Bundessozialgericht: Urteil vom 18.11.2015, B 12 R 7/14 R

Hintergrund  

Streitig zwischen den Parteien ist die Rechtmäßigkeit der nach einer Betriebsprüfung geltend gemachten Nachforderung von Sozialversicherungsbeiträgen.

Die beklagte Deutsche Rentenversicherung Bund forderte nach Abschluss ihrer Betriebsprüfungen im Zeitraum vom 01.12.2005-31.12.2009 vom Kläger Beiträge und Säumniszuschläge iHv 3647,41€ wegen gewährter Fahrtkostenzuschüsse an Mitarbeiter des Klägers nach. Im Hinblick auf die Fahrtkostenzuschüsse lag bereits eine bestandskräftige Steuernachforderung des Finanzamts aus dem Jahr 2008 vor. Die Beklagte macht geltend, dass für die Beitragsnachforderung die 30-jährige Verjährungsfrist gelte, weil der Kläger die Beiträge mit bedingtem Vorsatz vorenthalten habe.

Gründe

Die Vorinstanzen revisionsrechtlich beanstandungsfrei entschieden, dass die Beklagte gem. § 28 p Abs. 1 S. 5 SGB IV grundsätzlich berechtigt war, die Beiträge in der noch streitigen Höhe nachzufordern.

Die für die Zeit bis zum 31.12.2005 geltend gemachten Beitragsansprüche wären unter Anwendung der regelmäßigen vierjährigen Verjährungsfrist des § 25 Abs. 1 S 1 SGB IV bereits am 01.01.2010 und somit vor Erlass der angefochtenen Bescheide verjährt gewesen.

Sofern jedoch der Beitragsschuldner noch vor Ablauf der vierjährigen Verjährungsfrist bösgläubig werde, verlängere sich jedoch durch eine rückwirkende Umwandlung die regelmäßige Verjährungsfrist von vier Jahren in eine dreißigjährige Verjährungsfrist nach § 25 Abs. 1 S 2 SGB IV. Bösgläubigkeit sei bereits anzunehmen, wenn der Schuldner die Beiträge mit bedingtem Vorsatz vorenthalte, er also seine Beitragspflicht für möglich haltend, die Nichtabführung der Beiträge aber billigend in Kauf nehme.

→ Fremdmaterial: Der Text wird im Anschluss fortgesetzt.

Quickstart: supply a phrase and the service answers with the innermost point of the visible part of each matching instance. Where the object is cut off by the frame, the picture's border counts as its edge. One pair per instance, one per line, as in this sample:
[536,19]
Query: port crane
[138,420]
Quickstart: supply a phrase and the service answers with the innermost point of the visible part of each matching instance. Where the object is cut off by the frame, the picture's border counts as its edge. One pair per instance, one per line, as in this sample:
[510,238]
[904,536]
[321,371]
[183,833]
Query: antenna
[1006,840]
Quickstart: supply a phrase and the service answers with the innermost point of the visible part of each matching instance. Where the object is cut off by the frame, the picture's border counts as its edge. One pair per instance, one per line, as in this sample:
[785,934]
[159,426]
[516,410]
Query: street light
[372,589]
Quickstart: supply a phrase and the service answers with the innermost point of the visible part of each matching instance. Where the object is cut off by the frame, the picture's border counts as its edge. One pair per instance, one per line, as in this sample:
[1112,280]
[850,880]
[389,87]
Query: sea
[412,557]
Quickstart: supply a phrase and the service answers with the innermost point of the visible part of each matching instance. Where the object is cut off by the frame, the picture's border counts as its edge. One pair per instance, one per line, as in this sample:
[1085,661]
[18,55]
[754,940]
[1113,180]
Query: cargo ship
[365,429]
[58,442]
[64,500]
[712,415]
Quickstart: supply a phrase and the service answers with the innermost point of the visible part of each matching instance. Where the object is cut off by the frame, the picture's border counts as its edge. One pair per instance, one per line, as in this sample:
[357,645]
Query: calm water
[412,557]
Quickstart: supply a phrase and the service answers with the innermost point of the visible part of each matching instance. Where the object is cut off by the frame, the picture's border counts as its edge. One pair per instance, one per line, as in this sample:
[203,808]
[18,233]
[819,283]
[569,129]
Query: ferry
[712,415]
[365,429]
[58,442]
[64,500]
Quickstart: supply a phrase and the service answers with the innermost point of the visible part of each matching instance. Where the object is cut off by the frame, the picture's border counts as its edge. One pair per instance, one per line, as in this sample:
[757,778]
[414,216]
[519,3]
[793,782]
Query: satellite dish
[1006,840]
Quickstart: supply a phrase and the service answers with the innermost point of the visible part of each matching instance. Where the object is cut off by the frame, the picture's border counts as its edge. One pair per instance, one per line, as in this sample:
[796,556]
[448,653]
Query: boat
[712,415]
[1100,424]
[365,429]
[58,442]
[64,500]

Der Rechtsprechung des Senats zufolge sei bedingter Vorsatz bei der Nichtzahlung von „Nebenleistungen“ zum Arbeitsentgelt, wie etwa die Fahrtkostenzuschüsse, anzunehmen, sofern zwischen steuerrechtlicher und beitragsrechtlicher Behandlung eine bekannte oder zumindest ohne Weiteres erkennbare Übereinstimmung bestehe. Von einer solchen könne bei Steuer- und Beitragspflicht von Lohn iS von § 19 EStG und Arbeitsentgelt iS von §§ 14, 17 SGB IV ausgegangen werden. Geläufig sei auch, dass Lohnsteuerhaftungsbescheide der Regel nach sozialversicherungsrechtliche Konsequenzen haben.
Um den für die Verjährungsfrist verschiebende Beitragsvorenthaltung erforderlichen Vorsatz bejahen zu können, müsse zusätzlich der dafür erforderliche innere (subjektive) Tatbestand festgestellt werden, zu dessen Ermittlung die konkreten Umstände des Einzelfalls des Beitragsschuldners einbezogen werden sollen. Da nicht aus dem Umstand, dass der Kläger Steuernachforderungen in Bezug auf die Fahrtkostenzuschüsse nicht nachgekommen ist, pauschal auf einen solchen Vorsatz schließen könne, weist das Bundessozialgericht in diesem Punkt die Sache zu dessen tatrichterlicher Feststellung zurück an das Landessozialgericht.

Bewertung

Dem Urteil des Bundessozialgerichts ist zuzustimmen. Zu Recht weist es im letztendlich entscheidenden Punkt das Landessozialgericht dazu an, die entsprechenden Tatrichterlichen Ermittlungen nachzuholen. Das Urteil stärkt damit die Einzelfallgerechtigkeit und verhindert Pauschalisierung mit pönalisierender Wirkung.